15. La tassazione dei redditi di natura finanziaria

Come è noto, il d.lgs. n. 461/1997, in attuazione della legge delega n. 662/1996, ha ridisegnato il sistema di tassazione dei redditi di natura finanziaria, nozione che ha valore descrittivo e non definitorio e che comprende i redditi di capitale e talune fattispecie contenute nei redditi c.d. “diversi”.

Il d.lgs. 461/1997 ha invero mantenuto la dicotomia propria del TUIR, nella tassazione dei redditi di natura finanziaria, tra redditi di capitale, riconducibili alla nozione di reddito prodotto, e redditi diversi, riconducibili alla nozione di reddito entrata.

Tuttavia, essa ha inciso sull’estensione della stessa nozione di reddito di capitale, delineando all’art. 44, lett. h), TUIR una norma residuale di notevole rilievo sistematico.

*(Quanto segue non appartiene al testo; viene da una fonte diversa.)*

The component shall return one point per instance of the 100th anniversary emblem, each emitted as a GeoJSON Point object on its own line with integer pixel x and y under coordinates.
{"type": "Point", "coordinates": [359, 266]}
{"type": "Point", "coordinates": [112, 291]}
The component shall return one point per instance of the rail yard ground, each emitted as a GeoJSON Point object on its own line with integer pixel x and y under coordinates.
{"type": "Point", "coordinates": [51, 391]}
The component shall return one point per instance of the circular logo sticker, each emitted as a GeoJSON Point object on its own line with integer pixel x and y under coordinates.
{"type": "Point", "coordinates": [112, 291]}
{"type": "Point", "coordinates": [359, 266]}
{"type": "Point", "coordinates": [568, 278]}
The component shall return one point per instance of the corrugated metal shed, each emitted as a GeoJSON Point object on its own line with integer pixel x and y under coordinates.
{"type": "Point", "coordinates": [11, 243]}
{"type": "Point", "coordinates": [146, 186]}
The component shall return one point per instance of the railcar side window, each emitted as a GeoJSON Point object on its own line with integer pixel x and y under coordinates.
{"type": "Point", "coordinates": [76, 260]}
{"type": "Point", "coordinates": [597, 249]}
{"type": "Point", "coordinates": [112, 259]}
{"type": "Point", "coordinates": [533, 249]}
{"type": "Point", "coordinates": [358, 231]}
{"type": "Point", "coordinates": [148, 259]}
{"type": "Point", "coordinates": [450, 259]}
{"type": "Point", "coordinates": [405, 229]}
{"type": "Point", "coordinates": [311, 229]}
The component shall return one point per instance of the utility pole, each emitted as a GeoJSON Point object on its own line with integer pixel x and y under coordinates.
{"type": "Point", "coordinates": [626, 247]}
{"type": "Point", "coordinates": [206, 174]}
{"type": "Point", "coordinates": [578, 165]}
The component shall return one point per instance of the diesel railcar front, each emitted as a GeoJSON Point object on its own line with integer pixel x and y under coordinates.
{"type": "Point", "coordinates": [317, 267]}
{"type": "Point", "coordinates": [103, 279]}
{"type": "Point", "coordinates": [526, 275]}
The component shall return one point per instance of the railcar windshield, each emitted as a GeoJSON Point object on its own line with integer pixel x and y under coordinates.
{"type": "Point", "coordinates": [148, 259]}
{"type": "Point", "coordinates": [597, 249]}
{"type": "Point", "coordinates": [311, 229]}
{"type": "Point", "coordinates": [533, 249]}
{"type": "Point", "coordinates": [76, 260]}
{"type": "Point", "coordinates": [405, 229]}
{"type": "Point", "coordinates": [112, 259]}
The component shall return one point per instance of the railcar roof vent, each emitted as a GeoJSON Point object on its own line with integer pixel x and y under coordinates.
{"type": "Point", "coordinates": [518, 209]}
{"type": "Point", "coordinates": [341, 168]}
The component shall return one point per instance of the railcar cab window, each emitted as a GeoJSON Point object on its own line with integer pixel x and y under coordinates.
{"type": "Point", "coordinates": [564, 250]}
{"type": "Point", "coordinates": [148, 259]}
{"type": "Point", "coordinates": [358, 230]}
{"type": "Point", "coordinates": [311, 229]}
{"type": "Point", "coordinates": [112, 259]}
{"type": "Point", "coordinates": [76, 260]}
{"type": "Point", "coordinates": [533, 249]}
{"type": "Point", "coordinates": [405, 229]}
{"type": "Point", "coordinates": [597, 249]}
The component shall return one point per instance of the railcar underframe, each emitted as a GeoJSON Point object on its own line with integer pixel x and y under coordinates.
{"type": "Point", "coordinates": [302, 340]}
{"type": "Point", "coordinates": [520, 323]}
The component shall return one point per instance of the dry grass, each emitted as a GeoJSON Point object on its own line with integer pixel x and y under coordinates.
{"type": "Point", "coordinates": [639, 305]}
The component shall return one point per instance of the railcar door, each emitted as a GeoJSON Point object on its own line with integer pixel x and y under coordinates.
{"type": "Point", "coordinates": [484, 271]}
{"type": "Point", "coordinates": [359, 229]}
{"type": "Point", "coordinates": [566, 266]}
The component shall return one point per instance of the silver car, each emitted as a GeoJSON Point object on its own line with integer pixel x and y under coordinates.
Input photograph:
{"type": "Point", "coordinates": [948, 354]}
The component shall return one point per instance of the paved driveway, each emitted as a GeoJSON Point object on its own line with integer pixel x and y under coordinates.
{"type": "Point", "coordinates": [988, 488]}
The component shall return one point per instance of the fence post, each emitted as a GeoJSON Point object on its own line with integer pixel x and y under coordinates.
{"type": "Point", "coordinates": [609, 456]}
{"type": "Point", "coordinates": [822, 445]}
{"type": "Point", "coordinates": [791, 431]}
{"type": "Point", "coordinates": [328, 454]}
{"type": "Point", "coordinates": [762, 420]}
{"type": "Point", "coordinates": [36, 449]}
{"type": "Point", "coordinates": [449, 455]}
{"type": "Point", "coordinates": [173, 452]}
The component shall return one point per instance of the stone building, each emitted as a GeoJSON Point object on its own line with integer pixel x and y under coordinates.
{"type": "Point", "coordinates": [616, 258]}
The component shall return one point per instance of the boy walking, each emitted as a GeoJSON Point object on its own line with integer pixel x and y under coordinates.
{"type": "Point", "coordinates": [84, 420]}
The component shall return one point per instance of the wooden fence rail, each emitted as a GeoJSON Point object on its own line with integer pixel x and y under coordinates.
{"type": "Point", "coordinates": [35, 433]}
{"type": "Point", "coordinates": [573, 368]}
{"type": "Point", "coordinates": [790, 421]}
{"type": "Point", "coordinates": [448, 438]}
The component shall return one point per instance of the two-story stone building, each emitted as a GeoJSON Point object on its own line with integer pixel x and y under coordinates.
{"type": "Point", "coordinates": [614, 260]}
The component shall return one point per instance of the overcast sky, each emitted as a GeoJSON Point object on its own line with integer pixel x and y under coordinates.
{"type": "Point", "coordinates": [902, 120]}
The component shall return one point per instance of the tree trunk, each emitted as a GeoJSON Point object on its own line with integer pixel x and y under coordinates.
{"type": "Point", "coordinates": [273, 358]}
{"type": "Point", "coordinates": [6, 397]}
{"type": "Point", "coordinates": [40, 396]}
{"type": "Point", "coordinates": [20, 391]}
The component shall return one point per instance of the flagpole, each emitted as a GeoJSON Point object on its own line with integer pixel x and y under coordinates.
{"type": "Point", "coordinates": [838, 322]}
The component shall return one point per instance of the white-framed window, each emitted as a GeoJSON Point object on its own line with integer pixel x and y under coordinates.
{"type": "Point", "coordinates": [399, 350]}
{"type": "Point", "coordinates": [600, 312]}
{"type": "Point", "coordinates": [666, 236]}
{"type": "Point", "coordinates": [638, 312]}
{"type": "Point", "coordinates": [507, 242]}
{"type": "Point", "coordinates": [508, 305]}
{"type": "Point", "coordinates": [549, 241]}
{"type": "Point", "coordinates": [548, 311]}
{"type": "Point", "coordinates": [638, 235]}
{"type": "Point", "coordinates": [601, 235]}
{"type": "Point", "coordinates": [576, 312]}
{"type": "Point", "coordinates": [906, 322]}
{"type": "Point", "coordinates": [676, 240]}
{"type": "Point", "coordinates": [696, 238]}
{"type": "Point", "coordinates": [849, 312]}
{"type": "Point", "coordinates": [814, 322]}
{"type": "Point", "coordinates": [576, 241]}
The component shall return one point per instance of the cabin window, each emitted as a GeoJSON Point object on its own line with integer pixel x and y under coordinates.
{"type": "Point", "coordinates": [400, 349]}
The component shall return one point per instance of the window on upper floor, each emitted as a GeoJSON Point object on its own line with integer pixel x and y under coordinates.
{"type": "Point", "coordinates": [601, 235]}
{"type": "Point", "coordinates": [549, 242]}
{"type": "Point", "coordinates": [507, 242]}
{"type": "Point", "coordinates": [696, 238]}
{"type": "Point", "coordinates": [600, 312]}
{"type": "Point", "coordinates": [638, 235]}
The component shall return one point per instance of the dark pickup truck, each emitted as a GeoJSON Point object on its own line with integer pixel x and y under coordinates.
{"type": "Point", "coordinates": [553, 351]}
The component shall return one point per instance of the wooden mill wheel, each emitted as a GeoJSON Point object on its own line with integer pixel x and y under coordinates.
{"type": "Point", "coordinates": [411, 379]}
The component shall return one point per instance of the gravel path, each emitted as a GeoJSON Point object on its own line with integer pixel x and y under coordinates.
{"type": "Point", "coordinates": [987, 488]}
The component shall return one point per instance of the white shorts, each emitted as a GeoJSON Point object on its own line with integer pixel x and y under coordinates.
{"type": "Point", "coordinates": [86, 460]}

Tale ultima disposizione, infatti, esce dal precedente schema normativo (anteriore al d.lgs. n. 461/1997) dei proventi «in misura definita derivanti dall’impiego di capitali»

per rivolgersi a qualsiasi rapporto avente per oggetto l’impiego di capitale. Tale disposizione si chiude con l’inciso «esclusi i rapporti attraverso cui possono essere rea-lizzati differenziali positivi e negativi in dipendenza di un evento incerto»,

(127) Sul punto, Allegato 2 – Proposte fiscali di semplificazione e razionalizzazione normativa e per la ripartenza e lo sviluppo, Audizione CNDCEC (2021), p. 7.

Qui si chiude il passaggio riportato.